Tuesday, June 15, 2010
Maldives to Phase Out HCFCs, Super Greenhouse Gases, 10 Years Early
Maldivian President Mohamed Nasheed announced that his country would phase out HCFCs by 2020, ten years ahead of what is required of his country under the Montreal Protocol. HCFCs, used commonly in refrigerators and air conditioners, are ozone-depleting chemicals that are also highly potent greenhouse gases.
In his speech announcing the accelerated commitment, Nasheed thanked his predecessor President Gayoom for having taken the lead in climate change issues. It was an unusual gesture: a leader complimenting a bitter political rival who had imprisoned and tortured and hounded him into exile.
But everything about ‘Anni’, as Maldivians affectionately call their president, shows that he is probably the only leader in this part of the world who hasn’t let the trappings of office get to him.
After giving his speech on Thursday in the resort island of Bandos, Nasheed stepped out for refreshments. He waited in line for tea, there were no sycophants and sidekicks trying to obsequiously usher him to the head of the queue. He waited like everyone else, and everyone left him alone because they knew he didn’t like the fuss.
Later, during an interview at his modest official residence in Male (he has refused to move into Gayoom’s luxurious presidential palace, which he has bequeathed to the Supreme Court) Nasheed denies he is doing this just for effect.
After he was elected to office in 2008, Nasheed drastically cut the size of the presidential secretariat, reducing its annual budget from 400 million rufias a year to 27 million ($1=12 rufiya). He's responsible for leading a nation of nearly 2,000 islands spread over 90,000 square kilometers, and what a change from the usual course of things he represents.
The first priority for every new ruler is to increase the size of the cabinet, award themselves perks, facilities and junkets. Last year, Nasheed initially canceled his trip to Copenhagen for the Climate Summit in order to save money and only decided to go after the Danish government insisted on hosting him.
It’s not just the president, most Maldivian ministers impress visitors with their grasp of the portfolios they head. The reason is that the president appoints technocrats to ministries, not cronies from his own party or members of parliament he needs to appease. Which is why the Maldivian minister of health has a PhD in nursing, the education minister has a PhD in education, the minister of the environment has a geography masters from New Zealand and the vice president is a public health doctor who once worked for UNICEF in Kathmandu.
President Nasheed has already announced that his country will be carbon neutral by 2020. This is a huge challenge: the diesel used in the inter-island ferry system and the country’s fishing fleet needs to be replaced with biofuels, tourists have to buy carbon offsets for flights to the Maldives and back, the resorts themselves need to be converted to renewable energy, and the country has ten years to replace all thermal power plants.

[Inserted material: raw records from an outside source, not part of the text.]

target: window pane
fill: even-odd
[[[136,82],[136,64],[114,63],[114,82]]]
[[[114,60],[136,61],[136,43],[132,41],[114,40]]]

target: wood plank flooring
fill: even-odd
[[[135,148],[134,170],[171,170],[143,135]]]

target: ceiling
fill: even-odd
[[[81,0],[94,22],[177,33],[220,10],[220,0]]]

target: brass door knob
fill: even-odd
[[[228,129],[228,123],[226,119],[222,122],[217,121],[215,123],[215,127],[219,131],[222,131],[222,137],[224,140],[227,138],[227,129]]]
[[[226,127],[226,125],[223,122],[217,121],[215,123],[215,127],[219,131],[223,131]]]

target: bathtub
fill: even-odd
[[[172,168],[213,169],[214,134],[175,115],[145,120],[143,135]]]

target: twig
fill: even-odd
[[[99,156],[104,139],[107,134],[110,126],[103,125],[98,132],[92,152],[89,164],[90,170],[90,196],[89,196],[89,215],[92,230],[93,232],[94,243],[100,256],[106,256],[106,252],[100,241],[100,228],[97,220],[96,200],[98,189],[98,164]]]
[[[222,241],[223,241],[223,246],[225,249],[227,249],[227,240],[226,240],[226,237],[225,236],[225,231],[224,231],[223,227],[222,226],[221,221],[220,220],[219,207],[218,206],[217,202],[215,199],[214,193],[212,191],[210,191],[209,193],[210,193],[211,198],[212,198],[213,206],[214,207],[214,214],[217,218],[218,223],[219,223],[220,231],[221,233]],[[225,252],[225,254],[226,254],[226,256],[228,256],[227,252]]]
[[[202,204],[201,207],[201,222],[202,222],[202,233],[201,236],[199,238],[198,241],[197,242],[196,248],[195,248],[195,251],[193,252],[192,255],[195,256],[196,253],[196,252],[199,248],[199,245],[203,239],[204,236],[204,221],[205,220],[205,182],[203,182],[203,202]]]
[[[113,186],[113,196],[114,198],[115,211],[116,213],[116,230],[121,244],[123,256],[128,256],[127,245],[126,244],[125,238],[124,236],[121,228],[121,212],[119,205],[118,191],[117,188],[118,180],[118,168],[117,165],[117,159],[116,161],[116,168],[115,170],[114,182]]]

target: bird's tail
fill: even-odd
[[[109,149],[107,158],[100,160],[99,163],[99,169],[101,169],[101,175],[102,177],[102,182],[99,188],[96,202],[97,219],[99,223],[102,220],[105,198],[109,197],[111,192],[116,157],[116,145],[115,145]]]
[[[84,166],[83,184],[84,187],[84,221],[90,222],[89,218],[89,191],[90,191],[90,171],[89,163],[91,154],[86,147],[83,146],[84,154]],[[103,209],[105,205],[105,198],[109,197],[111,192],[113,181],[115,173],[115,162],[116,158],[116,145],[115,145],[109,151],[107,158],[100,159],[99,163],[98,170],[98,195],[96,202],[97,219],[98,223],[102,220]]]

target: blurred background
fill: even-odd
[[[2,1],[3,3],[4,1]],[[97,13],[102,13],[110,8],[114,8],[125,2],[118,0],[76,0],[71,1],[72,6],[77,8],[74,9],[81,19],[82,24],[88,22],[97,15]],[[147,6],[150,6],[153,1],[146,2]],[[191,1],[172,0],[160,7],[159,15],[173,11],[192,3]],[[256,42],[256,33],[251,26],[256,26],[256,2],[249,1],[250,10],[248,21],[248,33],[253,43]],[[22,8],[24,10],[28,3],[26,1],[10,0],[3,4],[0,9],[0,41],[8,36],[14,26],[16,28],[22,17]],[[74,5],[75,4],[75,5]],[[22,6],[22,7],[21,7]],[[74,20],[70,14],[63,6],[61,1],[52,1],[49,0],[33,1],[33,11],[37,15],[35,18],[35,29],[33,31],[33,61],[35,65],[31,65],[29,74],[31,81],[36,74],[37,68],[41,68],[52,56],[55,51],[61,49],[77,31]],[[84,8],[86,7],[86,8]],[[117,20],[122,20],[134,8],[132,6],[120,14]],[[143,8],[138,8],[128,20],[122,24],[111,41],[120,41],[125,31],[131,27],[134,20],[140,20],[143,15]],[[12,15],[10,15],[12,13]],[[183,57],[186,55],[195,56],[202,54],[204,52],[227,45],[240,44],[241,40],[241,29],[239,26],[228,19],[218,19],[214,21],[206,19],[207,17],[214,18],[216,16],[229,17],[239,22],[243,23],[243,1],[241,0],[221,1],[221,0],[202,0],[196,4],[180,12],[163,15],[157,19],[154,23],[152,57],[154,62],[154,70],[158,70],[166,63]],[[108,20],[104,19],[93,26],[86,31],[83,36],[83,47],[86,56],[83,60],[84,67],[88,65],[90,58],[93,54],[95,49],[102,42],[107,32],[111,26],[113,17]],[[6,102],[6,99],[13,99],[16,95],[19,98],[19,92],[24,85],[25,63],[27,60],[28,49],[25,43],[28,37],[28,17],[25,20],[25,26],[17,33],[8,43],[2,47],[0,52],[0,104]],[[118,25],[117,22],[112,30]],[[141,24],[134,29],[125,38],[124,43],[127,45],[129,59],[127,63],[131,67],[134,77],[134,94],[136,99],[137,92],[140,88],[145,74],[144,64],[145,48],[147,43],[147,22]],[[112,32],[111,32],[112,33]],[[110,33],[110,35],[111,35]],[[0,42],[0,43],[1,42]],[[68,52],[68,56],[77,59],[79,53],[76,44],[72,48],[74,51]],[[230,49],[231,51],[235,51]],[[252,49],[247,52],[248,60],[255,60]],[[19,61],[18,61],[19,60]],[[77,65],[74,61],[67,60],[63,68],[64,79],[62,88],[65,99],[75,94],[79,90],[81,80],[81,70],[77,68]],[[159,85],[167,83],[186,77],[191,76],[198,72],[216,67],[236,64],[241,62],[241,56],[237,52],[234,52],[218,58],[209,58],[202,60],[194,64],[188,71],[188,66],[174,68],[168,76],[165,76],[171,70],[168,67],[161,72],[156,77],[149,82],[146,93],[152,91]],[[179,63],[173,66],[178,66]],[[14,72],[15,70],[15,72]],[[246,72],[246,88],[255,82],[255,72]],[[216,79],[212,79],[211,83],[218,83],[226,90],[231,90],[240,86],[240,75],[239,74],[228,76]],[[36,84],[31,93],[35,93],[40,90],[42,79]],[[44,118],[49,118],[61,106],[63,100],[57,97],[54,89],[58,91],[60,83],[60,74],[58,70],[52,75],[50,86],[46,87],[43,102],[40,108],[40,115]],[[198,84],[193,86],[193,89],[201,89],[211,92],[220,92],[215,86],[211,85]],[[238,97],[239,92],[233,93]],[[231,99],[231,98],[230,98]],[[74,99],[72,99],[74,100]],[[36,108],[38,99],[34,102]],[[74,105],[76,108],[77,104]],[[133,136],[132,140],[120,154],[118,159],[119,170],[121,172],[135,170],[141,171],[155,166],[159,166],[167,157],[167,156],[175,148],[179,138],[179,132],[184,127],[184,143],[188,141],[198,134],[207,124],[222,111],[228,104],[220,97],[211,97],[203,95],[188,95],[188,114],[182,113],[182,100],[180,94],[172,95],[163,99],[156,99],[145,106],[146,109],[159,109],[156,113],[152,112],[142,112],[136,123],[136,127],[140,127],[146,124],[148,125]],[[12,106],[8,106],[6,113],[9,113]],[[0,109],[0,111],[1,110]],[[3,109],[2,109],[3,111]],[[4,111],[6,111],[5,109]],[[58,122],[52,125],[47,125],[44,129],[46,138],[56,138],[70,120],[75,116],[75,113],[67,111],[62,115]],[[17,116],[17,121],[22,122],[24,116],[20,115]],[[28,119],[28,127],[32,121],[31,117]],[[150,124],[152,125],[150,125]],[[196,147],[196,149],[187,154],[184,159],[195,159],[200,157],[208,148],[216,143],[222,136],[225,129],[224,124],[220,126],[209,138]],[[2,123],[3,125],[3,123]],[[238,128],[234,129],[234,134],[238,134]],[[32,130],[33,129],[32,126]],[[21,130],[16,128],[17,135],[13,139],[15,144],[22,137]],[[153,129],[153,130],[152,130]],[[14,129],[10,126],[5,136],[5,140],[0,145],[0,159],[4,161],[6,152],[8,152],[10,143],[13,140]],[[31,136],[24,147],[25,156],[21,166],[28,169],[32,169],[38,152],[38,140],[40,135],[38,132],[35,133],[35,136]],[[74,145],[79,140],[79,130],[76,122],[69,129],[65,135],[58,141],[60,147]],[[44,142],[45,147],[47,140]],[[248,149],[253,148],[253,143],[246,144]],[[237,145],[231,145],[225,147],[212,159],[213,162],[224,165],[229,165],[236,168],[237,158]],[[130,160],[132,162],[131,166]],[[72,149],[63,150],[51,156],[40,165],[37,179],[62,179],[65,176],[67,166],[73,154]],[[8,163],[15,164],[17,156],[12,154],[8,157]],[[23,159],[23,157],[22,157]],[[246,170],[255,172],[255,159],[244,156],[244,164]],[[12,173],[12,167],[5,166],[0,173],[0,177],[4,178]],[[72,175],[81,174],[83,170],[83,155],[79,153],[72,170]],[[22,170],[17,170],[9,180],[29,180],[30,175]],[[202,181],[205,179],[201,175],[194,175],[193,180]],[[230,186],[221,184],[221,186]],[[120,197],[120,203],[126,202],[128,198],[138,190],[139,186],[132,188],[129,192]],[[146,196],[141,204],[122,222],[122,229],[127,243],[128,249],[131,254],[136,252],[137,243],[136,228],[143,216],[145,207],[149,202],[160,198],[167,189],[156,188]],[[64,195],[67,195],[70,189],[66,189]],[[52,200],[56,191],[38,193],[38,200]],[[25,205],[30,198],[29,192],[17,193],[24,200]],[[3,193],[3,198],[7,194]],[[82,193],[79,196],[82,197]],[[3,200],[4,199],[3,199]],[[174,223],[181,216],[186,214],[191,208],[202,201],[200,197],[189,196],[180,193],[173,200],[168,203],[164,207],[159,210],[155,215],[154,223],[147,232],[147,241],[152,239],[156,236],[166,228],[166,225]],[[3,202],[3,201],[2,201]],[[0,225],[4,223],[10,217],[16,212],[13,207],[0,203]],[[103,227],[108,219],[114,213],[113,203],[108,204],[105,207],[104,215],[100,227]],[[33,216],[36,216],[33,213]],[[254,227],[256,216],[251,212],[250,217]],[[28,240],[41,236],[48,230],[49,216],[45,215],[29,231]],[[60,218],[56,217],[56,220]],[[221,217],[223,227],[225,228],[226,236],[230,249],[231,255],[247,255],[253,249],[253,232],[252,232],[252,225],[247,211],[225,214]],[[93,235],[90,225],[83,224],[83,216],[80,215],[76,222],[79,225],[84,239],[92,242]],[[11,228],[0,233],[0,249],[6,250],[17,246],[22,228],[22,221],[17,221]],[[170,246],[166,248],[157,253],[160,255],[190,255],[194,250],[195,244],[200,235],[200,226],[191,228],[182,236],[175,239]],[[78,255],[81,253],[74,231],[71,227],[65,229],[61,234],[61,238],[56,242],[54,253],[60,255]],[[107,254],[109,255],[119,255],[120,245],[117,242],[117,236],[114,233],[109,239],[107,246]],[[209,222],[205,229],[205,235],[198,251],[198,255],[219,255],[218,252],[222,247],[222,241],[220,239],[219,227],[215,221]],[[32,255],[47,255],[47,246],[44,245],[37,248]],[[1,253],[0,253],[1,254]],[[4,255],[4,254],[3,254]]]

To be truly carbon neutral, the country also needs to phase out the chemical called HCFC that is used in refrigeration and air conditioners in the fisheries and tourism sectors. HCFCs are harmful to the ozone layer and are also potent greenhouse gases.
While Nasheed has become popular abroad for his pioneering environmental activism, it has become more difficult for him to sell the idea of cutbacks and phaseouts at home. Which is why to his own people he justifies the switch to renewables by saying it will bring down the country’s high electricity tariff.
The country is setting up its first carbon-neutral resort in the south of the archipelago, powered by wind and solar and using cold 4 degrees Celsius water from 4 km below the ocean’s surface for cooling equipment to replace air-conditioning. All this will take time, and till then the Maldives is collaborating with the Indian Bureau of Energy Efficiency to label household appliances to cut fuel use.
As Nasheed says: “What we do is not going to save the planet, but it will save us. And we can tell the world, look it works.”
After the interview, the President of the Maldives accompanies us to the street outside and walks along the sidewalk to his office a few blocks away.